# Smoking White Widow



## Bounc3r (Oct 26, 2012)

Was thinking of growing some white widow (green house seeds) indoors since no one seems to sell this stuff around here. How great is the high? Iv heard some great things, but just wanted to see what you guys thought about it.


----------



## maartards (Oct 26, 2012)

if you want the real White Widow then you need Mr. Nice Black widow.


----------



## hotrodharley (Oct 26, 2012)

maartards said:


> if you want the real White Widow then you need Mr. Nice Black widow.
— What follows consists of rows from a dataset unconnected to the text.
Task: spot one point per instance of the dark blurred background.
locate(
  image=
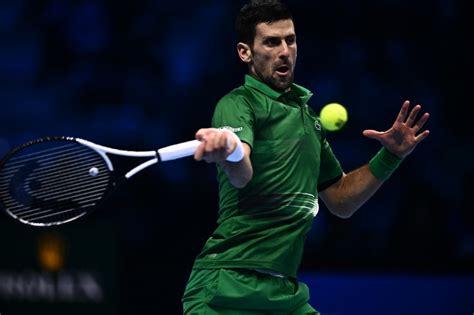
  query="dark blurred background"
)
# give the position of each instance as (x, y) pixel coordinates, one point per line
(139, 75)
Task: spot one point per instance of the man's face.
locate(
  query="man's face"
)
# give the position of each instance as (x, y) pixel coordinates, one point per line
(273, 54)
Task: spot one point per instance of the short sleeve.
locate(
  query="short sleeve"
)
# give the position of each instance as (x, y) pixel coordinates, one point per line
(234, 112)
(330, 170)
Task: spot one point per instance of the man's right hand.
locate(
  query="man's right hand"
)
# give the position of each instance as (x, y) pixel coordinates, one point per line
(216, 145)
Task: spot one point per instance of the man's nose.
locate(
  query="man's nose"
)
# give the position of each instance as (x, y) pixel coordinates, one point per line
(285, 50)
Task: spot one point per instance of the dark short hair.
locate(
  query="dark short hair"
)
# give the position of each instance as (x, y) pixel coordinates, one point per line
(259, 11)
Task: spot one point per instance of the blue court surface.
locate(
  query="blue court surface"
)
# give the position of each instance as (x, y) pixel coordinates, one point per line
(387, 294)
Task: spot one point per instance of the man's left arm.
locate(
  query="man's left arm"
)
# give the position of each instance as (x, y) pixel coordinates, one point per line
(352, 190)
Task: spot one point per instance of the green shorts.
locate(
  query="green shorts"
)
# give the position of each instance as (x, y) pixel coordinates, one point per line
(243, 291)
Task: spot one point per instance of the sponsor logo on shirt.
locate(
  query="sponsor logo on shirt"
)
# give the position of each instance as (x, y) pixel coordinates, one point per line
(317, 125)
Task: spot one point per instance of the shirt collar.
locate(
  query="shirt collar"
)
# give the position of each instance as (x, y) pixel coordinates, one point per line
(301, 92)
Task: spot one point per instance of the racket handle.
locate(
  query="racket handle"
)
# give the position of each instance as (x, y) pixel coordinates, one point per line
(178, 151)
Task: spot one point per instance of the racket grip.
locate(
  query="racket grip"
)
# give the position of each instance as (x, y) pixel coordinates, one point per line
(238, 153)
(178, 151)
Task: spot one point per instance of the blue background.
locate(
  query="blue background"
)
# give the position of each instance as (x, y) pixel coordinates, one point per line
(145, 74)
100% agree. Shantibaba created WW. His Black Widow is the genuine WW but renamed. He's that sure knowledgeable growers will buy regardless of the present name.


----------



## Bounc3r (Oct 26, 2012)

hotrodharley said:


> 100% agree. Shantibaba created WW. His Black Widow is the genuine WW but renamed. He's that sure knowledgeable growers will buy regardless of the present name.


Yeah your right, but shantibaba used to be co-founder of "greenhouse seeds." Im pretty sure Arjan would of kept the same kind of WW (might be wrong). Would Mr.Nice Black Widow be automaticaly a female plant, like greenhouse?


----------



## stoned cockatoo (Oct 26, 2012)

Bounc3r said:


> Yeah your right, but shantibaba used to be co-founder of "greenhouse seeds." Im pretty sure Arjan would of kept the same kind of WW (might be wrong). Would Mr.Nice Black Widow be automaticaly a female plant, like greenhouse?
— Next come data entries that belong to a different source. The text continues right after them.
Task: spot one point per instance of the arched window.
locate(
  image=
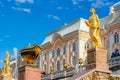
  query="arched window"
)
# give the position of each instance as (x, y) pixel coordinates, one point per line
(64, 50)
(116, 38)
(86, 46)
(58, 52)
(74, 60)
(74, 46)
(58, 65)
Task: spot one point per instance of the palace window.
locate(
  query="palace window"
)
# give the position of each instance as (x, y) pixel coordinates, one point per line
(116, 38)
(58, 65)
(64, 50)
(74, 46)
(58, 52)
(74, 60)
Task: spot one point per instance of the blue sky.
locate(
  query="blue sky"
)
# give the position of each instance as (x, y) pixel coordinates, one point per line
(24, 22)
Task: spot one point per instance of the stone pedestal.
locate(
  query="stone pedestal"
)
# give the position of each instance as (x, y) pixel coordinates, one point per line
(7, 78)
(97, 59)
(29, 73)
That's why you shouldn't assume anything. Arjan didn't create shit so he got left with shit all.


----------



## hotrodharley (Oct 26, 2012)

Bounc3r said:


> Yeah your right, but shantibaba used to be co-founder of "greenhouse seeds." Im pretty sure Arjan would of kept the same kind of WW (might be wrong). Would Mr.Nice Black Widow be automaticaly a female plant, like greenhouse?


No he didn't keep anything. Hence my point about the name. Follow the breeder who took all his breeding stock. No to the feminized but a good chance to educate on seeds and seedbanks. 50% of regular seeds turn male on average. So buy the packets of regular seed and still be ahead for females. Also, the beloved Attitude sells 15 seeds for $112USD. Sea of Seedss sells 18 for $95USD. SOS has much cheaper stealth shipping so figure out where you get the better deal. Plus SOS gives you more freebies.


----------



## vilify (Oct 26, 2012)

Above stat on sexing.... doubt it. 
I am far above 50% on females from regs, and thats across all the strains I have started.
Environment has a lot to do with the sex of a plant.
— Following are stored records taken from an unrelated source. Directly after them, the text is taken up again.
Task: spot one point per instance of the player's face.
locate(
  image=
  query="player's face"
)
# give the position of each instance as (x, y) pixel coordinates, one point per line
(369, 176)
Also, while still more expensive, attitudes packs still come as 18. in my experience.

To get stealth and guaranteed shipping with SoS, they have to remove them from breeder packs, which I do not agree with.
Mistakes happen when people handle stuff, and i dont need that extra risk.


----------



## hotrodharley (Oct 26, 2012)

Odd. Their page says the packs are 15. But if they are breeders packs they should be the same. Wonder why they claim 15? As far as sex I agree and it is why I buy regular. Just using the standard stat to show feminized are unnecessary and can be outright expensive.


----------



## Bounc3r (Oct 27, 2012)

Im gonna buy them off these guys... "http://www.marijuana-seeds-canada.com" . Anyone know if its a good canadian site? I dont care about all this stealth bs when it comes to shipping.


----------



## Da Almighty Jew (Oct 31, 2012)

If you buy black widow from sea of seeds you will get a 18pack at a good price.


----------



## Bounc3r (Oct 31, 2012)

Da Almighty Jew said:


> If you buy black widow from sea of seeds you will get a 18pack at a good price.


Yeah pretty good prices, too bad the 25% off doesnt last longer than a week (nov 1st to 6th).


----------